Bereits 2013 sorgte der NSA-Skandal um das abgehörte Mobiltelefon von Bundeskanzlerin Angela Merkel für politische Verstimmungen zwischen Berlin und Washington. Nun zeigen interne Dokumente, dass möglicherweise auch der deutsche Nachrichtendienst über seine Kompetenzen hinausgegangen ist.
Rückblick auf den NSA-Skandal 2013
Die Enthüllungen des Whistleblowers Edward Snowden hatten damals ein kompliziertes Netzwerk globaler Überwachung offengelegt. Neben der NSA war auch der BND in zahlreiche Operationen eingebunden, bei denen Kommunikationsdaten aus Europa an die USA weitergeleitet wurden.
Merkel bezeichnete den Lauschangriff auf ihr Handy damals als „vollkommen inakzeptabel“. Die Vorwürfe gegen den BND könnten die damalige Empörung nun in ein neues Licht rücken – insbesondere, wenn sich bestätigt, dass auch Gespräche aus dem engsten Kreis des Weißen Hauses betroffen waren.
Regierung reagiert zurückhaltend
Die Bundesregierung äußerte sich bislang kaum zu den Berichten. Ein Sprecher des Kanzleramtes erklärte lediglich, man nehme die Vorwürfe „sehr ernst“ und prüfe die Sachlage. Auch aus den Reihen der Opposition werden Forderungen nach vollständiger Aufklärung laut.
„Sollten sich diese Informationen bestätigen, wäre das ein eklatanter Vertrauensbruch gegenüber unseren wichtigsten Partnern“, sagte ein Vertreter der Grünen im Bundestag. Experten mahnen, dass Geheimdienstkooperationen zwar notwendig, aber strikt kontrolliert werden müssen, um politisches und diplomatisches Vertrauen zu bewahren.

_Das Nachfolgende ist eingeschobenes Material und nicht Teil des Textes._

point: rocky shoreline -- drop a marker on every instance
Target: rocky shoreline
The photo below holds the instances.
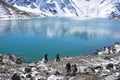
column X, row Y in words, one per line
column 103, row 65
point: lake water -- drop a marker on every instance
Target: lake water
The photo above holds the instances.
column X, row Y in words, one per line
column 32, row 38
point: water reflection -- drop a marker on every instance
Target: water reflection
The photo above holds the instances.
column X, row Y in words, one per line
column 32, row 38
column 51, row 28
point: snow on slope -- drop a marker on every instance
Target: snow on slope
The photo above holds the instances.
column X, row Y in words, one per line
column 9, row 11
column 82, row 8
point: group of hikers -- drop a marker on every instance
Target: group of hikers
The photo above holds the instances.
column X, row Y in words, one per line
column 70, row 69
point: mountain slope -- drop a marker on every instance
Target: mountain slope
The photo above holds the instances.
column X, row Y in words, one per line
column 82, row 8
column 9, row 11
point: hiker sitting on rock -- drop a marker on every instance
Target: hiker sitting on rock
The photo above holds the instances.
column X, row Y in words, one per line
column 68, row 68
column 57, row 57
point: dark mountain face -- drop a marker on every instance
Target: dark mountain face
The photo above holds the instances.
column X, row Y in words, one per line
column 10, row 11
column 82, row 8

Deutsch-amerikanische Zusammenarbeit auf dem Prüfstand
Die Affäre kommt zu einem Zeitpunkt, in dem die sicherheitspolitische Zusammenarbeit zwischen Deutschland und den USA ohnehin unter Druck steht. Themen wie Datensicherheit, Cyberabwehr und die Balance zwischen Freiheit und Überwachung haben seit Jahren hohe politische Brisanz.
Ob der aktuelle Fall langfristige Auswirkungen auf die transatlantische Partnerschaft haben wird, bleibt abzuwarten. Klar ist jedoch: Die Diskussion um staatliche Überwachung und Datenschutz dürfte in Deutschland erneut an Fahrt aufnehmen.